Term is finished and I had my students fill in another anonymous (and voluntary) survey. Therefore, I’ve decided to talk about that, and come back to in-class reading assignments next time. Don’t worry, this will be short and sweet, I promise.
So what did my students have to say? The results of the survey weren’t surprising, but they did remind me of a few important things. In no particular order:
- The things which show up under “things I liked best” are often the same things that show up under “things I liked least.” This year, it was the lecture of the public sphere and our discussion of sports media that peppered both the best and worst lists.
- Peer-to-peer learning and well-conceived group work are always popular.
- No matter how much or how little reading you assign, it is always “too much.”
- I still speak too fast.
- How much information one does or does not put on the PowerPoint slides is constantly in need of negotiation.
- Students appreciate being treated like adults, even when that means you ask more of them.
- You can actually convince students to read and think about something that is bloody hard to understand, but they will not enjoy it. Sometimes learning is a lot like Buckley’s: it tastes awful, but it works.

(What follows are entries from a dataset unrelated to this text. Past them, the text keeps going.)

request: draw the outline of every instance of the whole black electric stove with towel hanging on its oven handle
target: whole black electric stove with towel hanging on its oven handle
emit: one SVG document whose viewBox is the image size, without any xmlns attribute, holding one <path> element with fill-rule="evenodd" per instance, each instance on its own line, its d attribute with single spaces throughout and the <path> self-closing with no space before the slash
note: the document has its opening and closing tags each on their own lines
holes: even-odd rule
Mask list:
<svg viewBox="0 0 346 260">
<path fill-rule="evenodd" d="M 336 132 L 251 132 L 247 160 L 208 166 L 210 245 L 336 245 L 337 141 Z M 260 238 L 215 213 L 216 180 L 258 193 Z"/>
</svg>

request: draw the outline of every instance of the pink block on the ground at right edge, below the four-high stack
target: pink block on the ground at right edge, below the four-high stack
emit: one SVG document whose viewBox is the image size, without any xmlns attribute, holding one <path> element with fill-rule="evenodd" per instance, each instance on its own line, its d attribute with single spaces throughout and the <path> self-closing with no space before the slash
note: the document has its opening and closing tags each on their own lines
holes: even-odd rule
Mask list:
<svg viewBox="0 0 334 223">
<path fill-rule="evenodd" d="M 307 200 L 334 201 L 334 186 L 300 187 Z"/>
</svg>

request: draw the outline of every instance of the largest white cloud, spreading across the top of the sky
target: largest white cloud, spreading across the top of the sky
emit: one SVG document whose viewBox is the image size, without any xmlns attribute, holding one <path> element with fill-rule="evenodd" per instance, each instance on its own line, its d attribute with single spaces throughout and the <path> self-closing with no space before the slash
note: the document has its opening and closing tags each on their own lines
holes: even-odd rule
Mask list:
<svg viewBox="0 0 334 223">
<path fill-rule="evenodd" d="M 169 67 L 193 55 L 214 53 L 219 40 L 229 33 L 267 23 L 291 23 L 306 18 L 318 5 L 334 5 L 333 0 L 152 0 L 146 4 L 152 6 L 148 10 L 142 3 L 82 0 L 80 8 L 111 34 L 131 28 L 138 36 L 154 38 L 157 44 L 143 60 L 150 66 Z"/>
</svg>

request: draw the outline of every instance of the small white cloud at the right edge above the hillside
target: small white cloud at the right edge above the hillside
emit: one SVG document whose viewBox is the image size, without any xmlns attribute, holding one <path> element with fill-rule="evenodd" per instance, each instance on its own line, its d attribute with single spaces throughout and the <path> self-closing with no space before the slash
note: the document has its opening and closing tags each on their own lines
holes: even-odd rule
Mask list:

- Enthusiasm matters in a classroom, and students will be more tolerant of your occasional errors when they can tell you’re really trying and that you really care.
- People like it when you’re topical (this was easy to do when teaching media ethics, but is slightly more challenging when teaching Tudor/Stuart Britain).
- Sometimes, you need to leave space for silence. Real learning requires space and time to digest information and, occasionally, it’s helpful to pause.